- Buildings in warm climates around the world rely heavily on air conditioning, but this consumes a vast amount of energy.
- The mounds that are key to the termite’s success — a staggeringly complex tangle of interconnected tunnels, channels, and chambers — are widely considered some of the greatest feats of engineering in the natural world.
- The tunnels act as an advanced ventilation system to drive air circulation throughout the entire colony.
Inspired by the networks of tunnels found in termite mounds, a pair of researchers has shown how smart building materials could be used to improve air circulation in indoor spaces, without drawing any power. Their discovery could lead to a far cheaper, and more sustainable, alternative to air conditioning.
The challenge: As our planet heats up, the need to keep our indoor spaces cool and comfortable is becoming more and more critical every year, as heat waves become longer and hotter. Today, buildings in warm climates around the world rely heavily on air conditioning, but this consumes a vast amount of energy.
According to the IEA, our air conditioning needs now take up some 20% of all the electricity consumed by buildings globally. Much of this power comes from burning coal or gas, generating an immense carbon footprint, which only exacerbates the problem further.
The inside of a termite mound is a staggeringly complex tangle of interconnected tunnels, channels, and chambers.
Inspiration from nature: One humble insect is doing a far better job at handling this challenge.
Since the time of the dinosaurs, mound-building termites have been living in energy-hungry cities with millions of inhabitants, often enduring searing temperatures in some of the harshest environments on Earth.

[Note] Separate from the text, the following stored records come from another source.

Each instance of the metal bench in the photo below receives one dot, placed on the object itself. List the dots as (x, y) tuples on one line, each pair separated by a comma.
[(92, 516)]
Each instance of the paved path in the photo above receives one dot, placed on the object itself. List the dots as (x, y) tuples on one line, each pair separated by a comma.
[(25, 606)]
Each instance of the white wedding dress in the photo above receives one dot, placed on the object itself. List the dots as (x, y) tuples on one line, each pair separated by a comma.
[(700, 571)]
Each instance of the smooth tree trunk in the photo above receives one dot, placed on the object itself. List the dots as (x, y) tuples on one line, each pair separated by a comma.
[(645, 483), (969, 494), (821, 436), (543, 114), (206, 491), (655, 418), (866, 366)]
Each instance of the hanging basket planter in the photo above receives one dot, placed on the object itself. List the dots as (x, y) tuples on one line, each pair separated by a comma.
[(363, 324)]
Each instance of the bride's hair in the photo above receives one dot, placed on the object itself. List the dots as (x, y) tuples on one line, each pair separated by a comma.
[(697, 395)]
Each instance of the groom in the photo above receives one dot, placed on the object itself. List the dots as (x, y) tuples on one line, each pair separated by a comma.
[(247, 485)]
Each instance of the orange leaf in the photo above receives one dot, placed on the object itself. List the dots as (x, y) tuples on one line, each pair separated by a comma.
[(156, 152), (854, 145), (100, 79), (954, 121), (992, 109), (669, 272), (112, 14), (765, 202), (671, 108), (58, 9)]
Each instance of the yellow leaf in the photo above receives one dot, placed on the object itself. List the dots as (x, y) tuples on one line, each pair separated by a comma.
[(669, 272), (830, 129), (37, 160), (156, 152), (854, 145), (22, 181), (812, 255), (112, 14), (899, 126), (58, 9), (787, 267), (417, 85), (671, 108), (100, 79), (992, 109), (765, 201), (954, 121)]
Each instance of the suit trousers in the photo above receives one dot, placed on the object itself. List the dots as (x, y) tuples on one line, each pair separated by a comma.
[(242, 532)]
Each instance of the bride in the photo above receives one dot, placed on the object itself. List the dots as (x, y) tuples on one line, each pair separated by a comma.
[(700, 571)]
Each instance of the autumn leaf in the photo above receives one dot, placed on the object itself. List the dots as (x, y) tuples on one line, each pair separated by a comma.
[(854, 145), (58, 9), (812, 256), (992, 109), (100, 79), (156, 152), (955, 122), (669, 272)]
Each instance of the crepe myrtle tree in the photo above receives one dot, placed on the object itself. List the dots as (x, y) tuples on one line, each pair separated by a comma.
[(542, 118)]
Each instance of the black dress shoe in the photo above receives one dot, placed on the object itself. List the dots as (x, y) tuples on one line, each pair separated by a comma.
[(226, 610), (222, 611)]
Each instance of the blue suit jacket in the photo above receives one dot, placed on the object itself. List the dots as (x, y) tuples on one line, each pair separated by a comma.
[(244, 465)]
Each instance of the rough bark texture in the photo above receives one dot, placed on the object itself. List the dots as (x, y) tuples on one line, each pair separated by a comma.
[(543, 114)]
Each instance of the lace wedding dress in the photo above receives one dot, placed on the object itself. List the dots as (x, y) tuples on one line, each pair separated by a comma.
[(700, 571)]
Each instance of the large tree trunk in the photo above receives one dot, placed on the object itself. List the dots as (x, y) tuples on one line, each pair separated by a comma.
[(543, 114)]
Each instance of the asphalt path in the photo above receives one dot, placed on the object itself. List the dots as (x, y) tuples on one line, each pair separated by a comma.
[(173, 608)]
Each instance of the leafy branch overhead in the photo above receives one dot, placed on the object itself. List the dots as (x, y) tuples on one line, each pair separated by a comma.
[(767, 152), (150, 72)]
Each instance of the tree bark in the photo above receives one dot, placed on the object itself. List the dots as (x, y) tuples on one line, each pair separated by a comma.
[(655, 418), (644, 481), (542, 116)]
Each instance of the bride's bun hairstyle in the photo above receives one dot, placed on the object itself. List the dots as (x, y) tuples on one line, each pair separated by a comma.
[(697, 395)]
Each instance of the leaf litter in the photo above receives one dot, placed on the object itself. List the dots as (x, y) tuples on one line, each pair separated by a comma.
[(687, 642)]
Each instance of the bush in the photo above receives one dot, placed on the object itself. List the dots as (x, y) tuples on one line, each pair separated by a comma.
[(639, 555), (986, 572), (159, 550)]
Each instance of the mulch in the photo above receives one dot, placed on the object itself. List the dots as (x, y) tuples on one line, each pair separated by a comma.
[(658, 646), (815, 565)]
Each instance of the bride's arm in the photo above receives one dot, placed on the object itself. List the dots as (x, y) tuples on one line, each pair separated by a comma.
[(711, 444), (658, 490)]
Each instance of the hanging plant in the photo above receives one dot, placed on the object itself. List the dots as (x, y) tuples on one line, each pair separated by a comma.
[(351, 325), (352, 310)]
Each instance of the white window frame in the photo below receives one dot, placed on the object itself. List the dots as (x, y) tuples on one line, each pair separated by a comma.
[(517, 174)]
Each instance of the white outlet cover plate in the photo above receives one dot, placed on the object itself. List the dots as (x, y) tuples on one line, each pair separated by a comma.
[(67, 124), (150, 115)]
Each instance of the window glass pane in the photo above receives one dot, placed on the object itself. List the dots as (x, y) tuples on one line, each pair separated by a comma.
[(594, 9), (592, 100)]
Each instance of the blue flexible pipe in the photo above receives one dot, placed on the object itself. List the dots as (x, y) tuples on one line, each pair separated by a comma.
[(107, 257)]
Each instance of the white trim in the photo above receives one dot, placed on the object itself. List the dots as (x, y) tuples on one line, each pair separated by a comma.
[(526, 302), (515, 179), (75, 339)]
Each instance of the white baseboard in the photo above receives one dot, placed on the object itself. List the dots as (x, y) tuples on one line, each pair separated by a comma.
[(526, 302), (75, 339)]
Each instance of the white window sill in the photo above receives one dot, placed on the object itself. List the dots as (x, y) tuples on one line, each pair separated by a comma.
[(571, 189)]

The mounds that are key to the termite’s success are widely considered some of the greatest feats of engineering in the natural world — and for some researchers, the ability to mimic their designs could be one of the most promising solutions to our growing dependence on air conditioning.
Natural ventilation: The inside of a termite mound is a staggeringly complex tangle of interconnected tunnels, channels, and chambers. Together, they act as an advanced ventilation system to drive air circulation throughout the entire colony.
Researchers still don’t fully understand how the layout of tunnel networks keep termite mounds cool.
In many ways, a mound and the millions of insects living inside function much like a single living organism: using wind energy to exchange the carbon dioxide the insects produce with the oxygen in their surroundings, while also maintaining safe and comfortable temperatures and humidities — even when conditions outside are far less hospitable.
Today, however, researchers still don’t fully understand how the layout of these tunnel networks achieve this feat.
Harvesting wind energy: In a new study published in Frontiers in Materials, David Andréen at Lund University in Sweden, together with Rupert Soar at Nottingham Trent University in the UK, hypothesized that these airflows are driven by gentle oscillations in the wind passing around the mounds.
As they interact with the air in the branching tunnels inside, the duo predicted these oscillations should drive turbulent flow patterns, which help air to flow more efficiently throughout the entire network.
In their experiment, Andréen and Soar aimed to find out how these flows can be generated by wind energy, and whether engineers could copy them. To test their prediction, the researchers represented the interior structures of termite mounds with a series of simple, 3D-printed “metamaterials.”
Smart materials inspired by nature could slash the cost and energy requirements of air conditioning.
Metamaterials are a fast-growing family of structures, in which small, artificial structures are arranged and combined to produce material properties which can’t be found naturally — just as termites build up their networks from soil, saliva, and dung.
The metamaterials used in this experiment were far less complex — featuring simple networks of narrow, interconnected channels, which connected two larger pools of water or air. But when the geometry of these channels was just right, gentle oscillations in one of the pools generated chaotic patterns that caused fluid to flow into the second pool more efficiently, just as Andréen and Soar predicted.
Nature-inspired buildings: If similar behavior could be reproduced in larger, more complex metamaterials, Andréen and Soar hope it could one day lead to a new class of building materials that could capture the wind energy surrounding them to control the flow of air passing through them — all without drawing any power.
If our buildings could harness this cooling power using smart materials inspired by nature, we could ultimately slash the cost and energy requirements of air conditioning.